One of the most influential books in the realm of international security is Thomas Schelling’s Strategy of Conflict. It certainly was one of my favorite books in grad school, and I have been relying on key concepts in it and in his subsequent work ever since.*
* Key caveat here is that I have not read it lately and don’t have the time to re-read it right now. So I hope I am remembering things right.
The fundamental idea is: “the power to hurt is the power to bargain.” With the advent of air power, countries could punish each other without having to win a conventional war on the ground. This facilitates coercive diplomacy–the threat or use of force to persuade the other side to do what you want them to do. This is, of course, very relevant right now as the U.S. has been attempting to engage in coercive diplomacy with Assad’s regime in Syria. The red line stuff really fit the stuff that Schelling talks about–raising the stakes, making clear commitments, and so on. But deterrence did not work. Oops.

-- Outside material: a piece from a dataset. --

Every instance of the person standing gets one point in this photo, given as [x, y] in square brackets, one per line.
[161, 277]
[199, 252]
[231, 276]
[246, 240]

This is not the first time that coercive diplomacy has not worked out as intended. Indeed, in the 1970s and 1980s, there was a heap of literature on deterrence failure (George and Smoke, a special issue of World Politics, and on and on). Vietnam could be seen as the first failure of coercive diplomacy as the graduated escalation was supposed to persuade the North Vietnamese to back down. In more recent times, the 1991 war with Iraq was a failure in the sense that force had to be used to evict Saddam Hussein’s forces from Kuwait, when he should have retreated once the U.S. had 500k troops on the ground. 2003? Not so much, as the US had no intention of bargaining with Hussein. Libya? Not really an attempt to bargain, as the use of force was aimed to stop his forces and then give the rebels enough support to overthrow him. But these days, with Syria, it is very much coercive diplomacy.